Ml in Production - AIEngineer.net

Last updated on Jul 20, 2021

research

This post will discuss the differences between ML in research and ML in production, between traditional software and ML systems, some ML challenges in production, and some ML deployment myths. This information will help you set the right expectation for your ML project.

Research vs. Production

The table below shows five significant problems and the differences between ML systems in research and production.

	Research	Production
Objectives	Model performance	Different stakeholders have different objectives
Computational priority	Fast training, high throughput	Fast inference, low latency
Data	Static	Constantly shifting
Fairness	Good to have (sadly)	Important
Interpretability	Good to have	Important

Objective

conflict

In academia, the objective of an ML system usually is model performance. Researchers want to achieve state-of-the-art results on benchmark datasets. Models often are too complicated to be helpful in real-life applications.

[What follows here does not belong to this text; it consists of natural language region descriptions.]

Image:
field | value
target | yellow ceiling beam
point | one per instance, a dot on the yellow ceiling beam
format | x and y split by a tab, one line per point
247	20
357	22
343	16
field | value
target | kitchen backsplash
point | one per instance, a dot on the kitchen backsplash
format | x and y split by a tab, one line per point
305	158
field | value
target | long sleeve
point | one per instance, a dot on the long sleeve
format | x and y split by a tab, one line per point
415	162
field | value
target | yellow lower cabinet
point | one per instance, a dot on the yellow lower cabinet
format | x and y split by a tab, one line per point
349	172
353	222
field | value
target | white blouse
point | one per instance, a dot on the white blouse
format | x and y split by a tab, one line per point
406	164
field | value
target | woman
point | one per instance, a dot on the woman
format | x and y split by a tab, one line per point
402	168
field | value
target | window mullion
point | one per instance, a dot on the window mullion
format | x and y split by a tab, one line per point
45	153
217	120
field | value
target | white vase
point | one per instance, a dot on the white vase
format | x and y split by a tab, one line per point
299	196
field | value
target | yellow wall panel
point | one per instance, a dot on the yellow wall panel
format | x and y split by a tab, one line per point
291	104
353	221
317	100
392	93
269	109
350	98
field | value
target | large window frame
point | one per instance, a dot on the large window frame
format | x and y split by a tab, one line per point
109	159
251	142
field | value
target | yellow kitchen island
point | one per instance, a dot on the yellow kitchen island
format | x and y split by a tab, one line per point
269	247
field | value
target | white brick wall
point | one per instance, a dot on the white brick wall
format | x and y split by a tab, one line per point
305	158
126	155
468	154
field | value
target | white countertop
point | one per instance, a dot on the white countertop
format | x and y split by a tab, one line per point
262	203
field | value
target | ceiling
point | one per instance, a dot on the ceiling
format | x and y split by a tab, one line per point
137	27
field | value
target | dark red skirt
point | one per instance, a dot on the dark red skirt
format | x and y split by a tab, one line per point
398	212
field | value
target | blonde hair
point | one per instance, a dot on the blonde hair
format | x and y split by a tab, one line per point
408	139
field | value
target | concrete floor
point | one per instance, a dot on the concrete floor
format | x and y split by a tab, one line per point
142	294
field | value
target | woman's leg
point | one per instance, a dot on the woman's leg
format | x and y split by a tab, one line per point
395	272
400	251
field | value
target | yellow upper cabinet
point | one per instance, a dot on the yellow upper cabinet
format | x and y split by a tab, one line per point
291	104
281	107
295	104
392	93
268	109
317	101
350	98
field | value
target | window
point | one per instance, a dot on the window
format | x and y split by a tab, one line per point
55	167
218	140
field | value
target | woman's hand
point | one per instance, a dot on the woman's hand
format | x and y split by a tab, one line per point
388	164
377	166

Different stakeholders have different objectives. For example, Facebook wants to train a model that recommends ads on users' news feed:

ML engineers want that model to predict ads with a high chance of being clicked by users.
Sales team wants that model predicts ads paid with the highest advertising fee to be shown in the user's news feed.
Manager wants to maximize the profit, maybe by sacking somebody.

Users won't see the difference between a model with 98% accuracy and a model with 98.2% accuracy. This 0.2% can save Google millions of dollars.

If a simple model can do a reasonable job, complex models must perform significantly better to justify the complexity.

Computational priority

In research, we want the training process faster. In production, we want the inference faster.

In research, we want the training process to take as many samples as possible in a second (throughput). In production, latency matters a lot. If you can type your next word faster than your iPhone predicts, do you ever want to wait and click on the predicted word?

Data

data

In research, data is clean and formatted. They are unchanged, so people can use them as benchmarks for evaluation. The process of preparing data and feeding it to your model usually was done by somebody.

In production, data is messy. You have to clean it and re-format it. It's not easy to split into the training set, test set, or validation set because it usually has issues like biased, imbalanced, outdated, etc. Sometimes you have to add more label classes or merge two existing label classes. This is a nightmare!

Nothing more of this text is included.